Male voice: Until her fate was tested.

Taran: Now, make the cake.

Male voice: They wanted her to spit in the face of god.

[Beth is making the cake while Taran and Jon are watching]

Taran: I said make the cake.

Beth: I can’t do it.

Male voice: From the makers of God on the Run and Angel in Denim: The Kim Davis Story.

[Cut to Beth and Sasheer behind their bakery.]

Sasheer: What are you thinking? Gays are the most powerful force in America.

Male voice: A story of liberal elites run wild.

Taran: You’ll be hearing from our Jewish lawyer.

[Cut to Beth called in for the case]

Schmul : My name is Schmul from the SOU. You are in lot of trouble, Beth.

Beth: What do you people want from me?

Schmul : My clients just need you to say three simple words.

Taran: [counting the words in his fingers] God is gay.

Beth: But he is not gay. God is as straight as they come.

Schmul : Then I guess we’ll be seeing you in court.

[Cut to Beth walking to the court. The song ‘Fight Song’ by Rachel Platten is playing.]

Beth: Gays are trying to force their agenda. They’re even teaching it in school.

Male voice: Only she has the courage to say.

Beth: [To Sasheer] They say we’re bigot but Christians are the most oppressed group in this country.

Sasheer: Maybe!

Beth: But I’m gonna prove once and for all that god is straight.

[talking in court] If god is gay then why aren’t there any gay priests?

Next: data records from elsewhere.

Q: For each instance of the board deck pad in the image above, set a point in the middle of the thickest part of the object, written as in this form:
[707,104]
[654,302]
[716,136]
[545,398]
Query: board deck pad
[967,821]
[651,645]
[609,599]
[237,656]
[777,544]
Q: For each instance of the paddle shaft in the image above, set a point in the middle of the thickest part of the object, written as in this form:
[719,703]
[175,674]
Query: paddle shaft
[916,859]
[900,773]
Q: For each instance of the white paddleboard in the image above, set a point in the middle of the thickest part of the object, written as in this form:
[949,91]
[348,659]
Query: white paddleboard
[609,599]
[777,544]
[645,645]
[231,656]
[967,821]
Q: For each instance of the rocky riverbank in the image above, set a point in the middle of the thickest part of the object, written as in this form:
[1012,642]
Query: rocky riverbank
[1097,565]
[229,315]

Judge: Miss Walsh, you are on thin ice. You know god is gay. Just admit it!

Beth: No.

Male voice: She needed an aliy.

[Cut to governor’s meeting]

Cecily: Governor, we are the poorest state in the country, second in obesity, third in teen pregnancy. We have to do something.

[Beth walks in the meeting]

Governor: Well, hold that thought. [To Beth] What’s wrong ma’am?

Beth: I wanna deny basic goods and services to gay people.

Governor: [looks around] Everybody out. This is the priority now.

[Cut to the court]

Judge: Last chance miss Walsh. Let’s hear it.

[Beth stands]

Beth: God… is… [Taran and Jon are watching her] a boob man!

[everybody in the court cheer for her]

Male voice: God is a Boob Man. Rated R for graphic gay sexual content.